Naturally, this has not stopped thousands of his admirers from conveniently overlooking all aspects to Mintoff's character that may otherwise detract from their heavily diluted post-mortem reinvention of who he really was. And at moments, this 'transfiguration' (Biblical connotations intended) also illustrates an inescapable paradox.

Mintoff, a man formerly interdicted by the Church and literally demonised by half the population, has now been elevated almost to the status of a Catholic saint, of all things.

Even the fact that he was given a full Church funeral, officiated by none other than the Archbishop himself, represents a curious reversal of roles. Bearing in mind how many of his own close supporters were once buried in unconsecrated ground, it seems incongruous that the man at the centre of those distant battles should now be claimed so utterly by the same Church against which he once waged all-out war.

Nor is this metamorphosis limited only to the Church. Even Mintoff's former political adversaries appear to have come together in an external show of respect and admiration for the man they once (not so long ago) demonised and abjured.

This includes not only direct antagonists such as former PN leader Eddie Fenech Adami; but also some among his own political grouping - for instance, those Labour supporters who gathered in Bormla in 1998 to call Mintoff a 'traitor'.

It may appear odd that all such people should now join forces for an overwhelming display of national mourning at the same man's passing. And yet the apparent volte-face is not in itself surprising: Dom Mintoff is hardly the first statesman to have been reinvented immediately after his death... and he will certainly not be the last, either.

There are very good reasons for such historical reconstructive surgery - and invariably, these reasons will have little to do with the historical accuracy of the image they struggle to project.

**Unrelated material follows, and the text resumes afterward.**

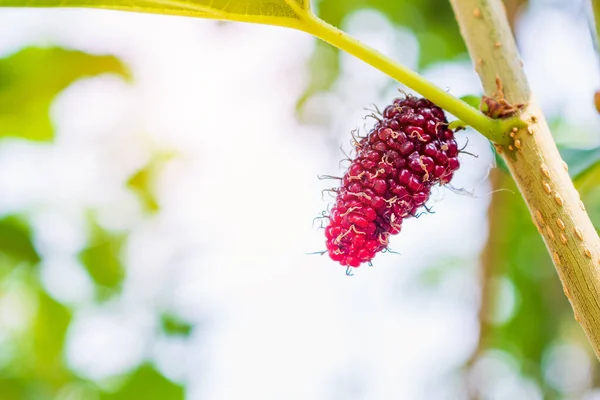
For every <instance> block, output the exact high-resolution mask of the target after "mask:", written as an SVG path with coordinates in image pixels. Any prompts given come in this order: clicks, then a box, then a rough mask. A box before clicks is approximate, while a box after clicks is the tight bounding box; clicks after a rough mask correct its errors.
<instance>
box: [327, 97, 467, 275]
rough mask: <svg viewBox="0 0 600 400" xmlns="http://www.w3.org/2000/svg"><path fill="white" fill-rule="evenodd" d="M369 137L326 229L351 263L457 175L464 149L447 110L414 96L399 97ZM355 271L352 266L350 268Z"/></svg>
mask: <svg viewBox="0 0 600 400" xmlns="http://www.w3.org/2000/svg"><path fill="white" fill-rule="evenodd" d="M381 117H382V118H381V119H379V121H378V122H377V123H376V124H375V126H374V127H373V129H371V131H370V132H369V134H368V135H367V136H366V137H362V138H358V139H356V141H355V143H354V145H355V147H356V153H357V154H356V158H354V159H353V160H352V161H351V164H350V166H349V167H348V169H347V171H346V173H345V174H344V176H343V178H342V180H341V185H340V187H338V188H336V189H333V191H335V192H336V201H335V204H334V205H333V207H332V209H331V212H330V214H329V223H328V225H327V226H326V228H325V237H326V244H327V252H328V253H329V256H330V257H331V259H332V260H334V261H337V262H339V263H340V264H341V265H344V266H347V267H359V266H360V265H361V264H363V263H370V262H371V260H372V259H373V257H375V255H376V254H377V253H378V252H380V251H382V250H384V249H387V247H388V242H389V237H390V235H395V234H397V233H399V232H400V230H401V229H402V221H403V220H404V219H405V218H409V217H412V216H416V215H417V214H416V213H417V210H418V209H419V208H420V207H422V206H423V205H424V204H425V203H426V202H427V200H428V199H429V195H430V193H431V188H432V186H434V185H444V184H447V183H448V182H450V181H451V180H452V177H453V175H454V172H455V171H456V170H457V169H458V168H459V166H460V163H459V161H458V158H457V157H458V154H459V149H458V147H457V144H456V141H455V140H454V132H453V131H452V130H450V129H448V121H447V119H446V116H445V115H444V111H443V110H442V109H441V108H439V107H437V106H436V105H435V104H433V103H432V102H431V101H429V100H427V99H422V98H416V97H413V96H410V95H407V96H405V97H404V98H398V99H395V100H394V102H393V103H392V104H391V105H389V106H387V107H386V108H385V109H384V111H383V115H382V116H381ZM348 270H349V269H348Z"/></svg>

In Mintoff's case, there are very clear and unambiguous reasons why the Labour Party would like us all to forget its recent internecine clashes with its own erstwhile 'salvatur'. With an election that cannot now be more than a few months away, the image of a party unified through the death of its 'founding father' (a description that is more symbolic than historically accurate) pays immediate dividends that can be appreciated even at a glance.

Likewise, the political party that disrespects the dead - even those among the dead who were veritable thorns in its own side while they were alive - risks paying an exorbitant political price for what will almost certainly be perceived as the height of bad political form.

But on a deeper level, there is another factor to take into account. Mintoff's reinvention is also motivated by a uniquely Maltese trait: the need to believe (however superficially) that our national political divide is ultimately only skin deep... that lurking beneath an external veneer of political aggression and hostility, there is an ultimately peaceful and amicable country which agrees on all the important issues.

Like all such images, however, it is nothing but an illusion. Once Mintoff is duly buried, and his funerary rites follow him into the past, this show of unity and camaraderie will likewise dissipate and be forgotten.

Worst of all, with him will also be buried a unique opportunity to finally reassess the nature of this artificial divide that so often keeps our country from moving forward.